In November of last year, Israeli forces demolished the Isfey al-Fauqa elementary school, and along with it the ambitions of its students, under the guise of it being in the middle of a “firing zone.” Israeli authorities claimed that the school, like the rest of the Palestinian herding villages in the area, did not fulfill the requirements for “permanent residency” — despite the fact that the families of Masafer Yatta produced paperwork showing their ownership of the land dating back to before 1967.

Residents of Masafer Yatta have been facing expulsion threats and demolition orders from the Israeli occupation since 1981 when the “firing zone” designation was first introduced. Then, in 1999, the occupation authorities issued eviction orders for approximately 700 Palestinian residents of Masafer Yatta, expelling most of them by force and destroying or confiscating their homes and property. 

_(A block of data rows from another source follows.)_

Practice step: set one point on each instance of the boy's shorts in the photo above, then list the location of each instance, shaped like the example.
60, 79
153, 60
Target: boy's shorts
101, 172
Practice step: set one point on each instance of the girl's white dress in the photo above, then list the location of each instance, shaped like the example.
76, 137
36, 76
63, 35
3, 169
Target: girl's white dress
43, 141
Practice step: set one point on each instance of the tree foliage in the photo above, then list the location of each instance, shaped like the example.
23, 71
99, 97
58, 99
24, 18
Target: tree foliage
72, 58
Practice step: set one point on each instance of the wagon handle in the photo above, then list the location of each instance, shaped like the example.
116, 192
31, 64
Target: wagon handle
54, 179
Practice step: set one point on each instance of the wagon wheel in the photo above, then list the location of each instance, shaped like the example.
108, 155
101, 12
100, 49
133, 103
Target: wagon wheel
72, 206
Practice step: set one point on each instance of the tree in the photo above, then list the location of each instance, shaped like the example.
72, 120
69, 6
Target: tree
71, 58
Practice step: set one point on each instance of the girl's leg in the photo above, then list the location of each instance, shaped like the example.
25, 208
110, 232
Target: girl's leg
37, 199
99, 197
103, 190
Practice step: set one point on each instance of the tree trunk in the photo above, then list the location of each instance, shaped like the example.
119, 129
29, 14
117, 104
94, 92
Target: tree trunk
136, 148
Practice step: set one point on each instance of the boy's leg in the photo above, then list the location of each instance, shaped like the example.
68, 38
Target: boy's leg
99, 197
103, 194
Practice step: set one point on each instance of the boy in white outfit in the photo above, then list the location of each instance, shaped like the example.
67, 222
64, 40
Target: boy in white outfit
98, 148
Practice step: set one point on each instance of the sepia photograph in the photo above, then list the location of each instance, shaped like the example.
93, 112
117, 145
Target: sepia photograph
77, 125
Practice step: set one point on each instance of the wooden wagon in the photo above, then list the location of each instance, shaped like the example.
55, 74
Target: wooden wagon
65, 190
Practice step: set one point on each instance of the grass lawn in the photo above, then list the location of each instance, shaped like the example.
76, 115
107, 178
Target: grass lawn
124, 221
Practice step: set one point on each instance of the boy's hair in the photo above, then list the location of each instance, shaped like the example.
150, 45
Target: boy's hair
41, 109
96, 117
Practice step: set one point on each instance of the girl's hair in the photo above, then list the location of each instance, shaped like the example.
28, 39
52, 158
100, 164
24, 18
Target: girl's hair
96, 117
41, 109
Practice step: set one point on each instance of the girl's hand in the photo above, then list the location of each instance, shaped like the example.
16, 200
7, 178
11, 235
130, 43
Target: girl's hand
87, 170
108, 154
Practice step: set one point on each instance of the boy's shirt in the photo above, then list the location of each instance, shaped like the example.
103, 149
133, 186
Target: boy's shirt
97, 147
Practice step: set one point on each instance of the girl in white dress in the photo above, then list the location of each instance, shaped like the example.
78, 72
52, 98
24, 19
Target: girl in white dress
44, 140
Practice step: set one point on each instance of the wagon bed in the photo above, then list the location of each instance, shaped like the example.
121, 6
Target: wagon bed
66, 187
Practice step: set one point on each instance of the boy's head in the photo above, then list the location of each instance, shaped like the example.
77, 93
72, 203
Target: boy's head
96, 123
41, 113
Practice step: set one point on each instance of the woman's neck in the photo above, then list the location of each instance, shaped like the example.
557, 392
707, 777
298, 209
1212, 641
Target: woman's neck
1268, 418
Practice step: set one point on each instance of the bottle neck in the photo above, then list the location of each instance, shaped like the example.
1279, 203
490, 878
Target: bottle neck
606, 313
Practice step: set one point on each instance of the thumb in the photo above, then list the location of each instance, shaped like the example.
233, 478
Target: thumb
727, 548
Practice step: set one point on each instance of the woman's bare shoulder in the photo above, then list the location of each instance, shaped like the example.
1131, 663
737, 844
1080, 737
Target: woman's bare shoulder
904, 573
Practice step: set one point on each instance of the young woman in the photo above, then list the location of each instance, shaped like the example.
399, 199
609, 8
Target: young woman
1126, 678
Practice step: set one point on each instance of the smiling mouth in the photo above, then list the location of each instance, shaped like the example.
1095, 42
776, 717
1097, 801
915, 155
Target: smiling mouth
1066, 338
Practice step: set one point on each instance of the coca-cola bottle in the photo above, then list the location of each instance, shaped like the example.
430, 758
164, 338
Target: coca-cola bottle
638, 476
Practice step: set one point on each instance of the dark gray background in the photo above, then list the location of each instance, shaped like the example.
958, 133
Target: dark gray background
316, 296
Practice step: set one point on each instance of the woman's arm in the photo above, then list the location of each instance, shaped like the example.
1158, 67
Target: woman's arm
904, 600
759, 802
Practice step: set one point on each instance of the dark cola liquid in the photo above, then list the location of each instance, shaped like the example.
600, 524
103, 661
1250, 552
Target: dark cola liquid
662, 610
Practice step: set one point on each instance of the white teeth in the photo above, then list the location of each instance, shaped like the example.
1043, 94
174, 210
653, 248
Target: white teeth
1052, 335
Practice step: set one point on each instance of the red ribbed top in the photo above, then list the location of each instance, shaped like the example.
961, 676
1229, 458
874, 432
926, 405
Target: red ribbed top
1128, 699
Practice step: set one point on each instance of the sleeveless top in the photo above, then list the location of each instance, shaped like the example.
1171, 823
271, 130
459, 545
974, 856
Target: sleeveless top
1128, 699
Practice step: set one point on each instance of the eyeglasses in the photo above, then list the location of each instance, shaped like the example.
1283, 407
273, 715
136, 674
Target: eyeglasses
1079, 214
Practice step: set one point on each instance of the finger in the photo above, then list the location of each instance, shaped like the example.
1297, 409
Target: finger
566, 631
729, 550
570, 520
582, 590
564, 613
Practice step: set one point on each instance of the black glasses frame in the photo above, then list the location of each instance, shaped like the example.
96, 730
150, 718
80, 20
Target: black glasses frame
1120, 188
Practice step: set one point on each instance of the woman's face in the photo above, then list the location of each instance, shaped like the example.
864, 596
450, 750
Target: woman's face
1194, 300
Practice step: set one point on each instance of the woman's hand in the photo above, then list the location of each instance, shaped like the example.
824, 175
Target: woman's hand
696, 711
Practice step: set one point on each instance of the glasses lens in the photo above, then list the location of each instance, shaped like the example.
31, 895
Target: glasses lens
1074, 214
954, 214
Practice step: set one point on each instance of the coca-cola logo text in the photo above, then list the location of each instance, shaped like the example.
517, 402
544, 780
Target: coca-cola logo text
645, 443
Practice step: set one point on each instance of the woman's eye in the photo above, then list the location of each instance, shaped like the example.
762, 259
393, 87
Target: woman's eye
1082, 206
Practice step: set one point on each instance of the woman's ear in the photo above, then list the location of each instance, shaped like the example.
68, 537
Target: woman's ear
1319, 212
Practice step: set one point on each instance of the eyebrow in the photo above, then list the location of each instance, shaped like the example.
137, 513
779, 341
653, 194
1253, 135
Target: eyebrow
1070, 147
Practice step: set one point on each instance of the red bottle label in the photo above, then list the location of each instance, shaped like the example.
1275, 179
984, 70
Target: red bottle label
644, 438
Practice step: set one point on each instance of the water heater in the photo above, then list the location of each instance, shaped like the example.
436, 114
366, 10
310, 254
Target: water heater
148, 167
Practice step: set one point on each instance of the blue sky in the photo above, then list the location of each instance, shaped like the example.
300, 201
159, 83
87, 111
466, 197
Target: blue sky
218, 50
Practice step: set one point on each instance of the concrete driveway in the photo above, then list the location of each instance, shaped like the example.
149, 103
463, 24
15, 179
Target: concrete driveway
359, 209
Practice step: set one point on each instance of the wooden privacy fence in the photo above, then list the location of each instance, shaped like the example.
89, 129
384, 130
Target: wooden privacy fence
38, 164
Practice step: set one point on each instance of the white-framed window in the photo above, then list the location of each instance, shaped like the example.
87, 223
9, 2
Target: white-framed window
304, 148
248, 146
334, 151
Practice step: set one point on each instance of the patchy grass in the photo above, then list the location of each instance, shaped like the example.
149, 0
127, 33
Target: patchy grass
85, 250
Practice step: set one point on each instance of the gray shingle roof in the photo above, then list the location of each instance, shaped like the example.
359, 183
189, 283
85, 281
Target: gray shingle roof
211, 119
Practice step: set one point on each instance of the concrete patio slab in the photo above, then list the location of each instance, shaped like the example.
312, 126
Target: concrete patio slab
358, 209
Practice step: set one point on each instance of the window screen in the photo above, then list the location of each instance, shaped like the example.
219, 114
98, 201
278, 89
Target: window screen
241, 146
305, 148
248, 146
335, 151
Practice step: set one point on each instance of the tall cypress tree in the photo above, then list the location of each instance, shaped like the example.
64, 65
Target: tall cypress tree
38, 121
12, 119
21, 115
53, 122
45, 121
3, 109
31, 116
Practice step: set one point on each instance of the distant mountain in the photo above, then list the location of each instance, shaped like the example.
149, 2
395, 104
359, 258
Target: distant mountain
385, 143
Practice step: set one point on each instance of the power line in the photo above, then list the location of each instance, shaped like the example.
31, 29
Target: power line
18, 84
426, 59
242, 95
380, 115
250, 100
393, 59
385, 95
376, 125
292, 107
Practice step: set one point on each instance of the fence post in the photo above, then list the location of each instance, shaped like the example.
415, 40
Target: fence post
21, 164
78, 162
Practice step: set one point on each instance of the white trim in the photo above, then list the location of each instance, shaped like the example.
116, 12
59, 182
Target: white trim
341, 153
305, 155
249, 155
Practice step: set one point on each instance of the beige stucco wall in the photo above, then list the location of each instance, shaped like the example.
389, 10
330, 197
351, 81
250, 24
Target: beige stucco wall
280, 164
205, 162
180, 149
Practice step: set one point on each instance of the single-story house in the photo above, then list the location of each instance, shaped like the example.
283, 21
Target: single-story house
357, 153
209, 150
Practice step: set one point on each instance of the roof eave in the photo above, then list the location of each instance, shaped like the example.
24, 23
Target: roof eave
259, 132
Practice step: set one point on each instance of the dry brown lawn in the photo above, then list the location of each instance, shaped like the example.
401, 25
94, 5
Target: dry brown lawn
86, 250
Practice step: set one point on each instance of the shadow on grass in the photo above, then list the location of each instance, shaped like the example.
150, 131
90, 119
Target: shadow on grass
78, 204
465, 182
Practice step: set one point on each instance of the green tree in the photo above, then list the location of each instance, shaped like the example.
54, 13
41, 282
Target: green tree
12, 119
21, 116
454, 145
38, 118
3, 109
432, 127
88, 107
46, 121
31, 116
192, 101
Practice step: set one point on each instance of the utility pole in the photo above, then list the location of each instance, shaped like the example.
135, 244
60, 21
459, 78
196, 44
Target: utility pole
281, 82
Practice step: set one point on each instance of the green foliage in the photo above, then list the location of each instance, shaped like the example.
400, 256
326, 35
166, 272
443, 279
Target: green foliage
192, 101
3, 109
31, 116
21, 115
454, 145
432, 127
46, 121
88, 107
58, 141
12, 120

Since then, Israeli authorities have progressively tightened the noose on the Palestinian presence in Masafer Yatta. The demolition of the school in Isfey al-Fauqa was preceded by an Israeli Supreme Court ruling in May 2022, which greenlit the forcible expulsion of eight herding communities in the area.

“The Israeli May decision to eject eight Palestinian villages in the area to clear the way for military drills is another attempt to ethnically cleanse Palestinians,” Nasir Nawaj’a, a local activist, tells Mondoweiss

According to OCHA, this eviction contradicted an existing Israeli military order that “stipulated that the restrictions regarding the firing zone would not be applied to existing residents of the area.”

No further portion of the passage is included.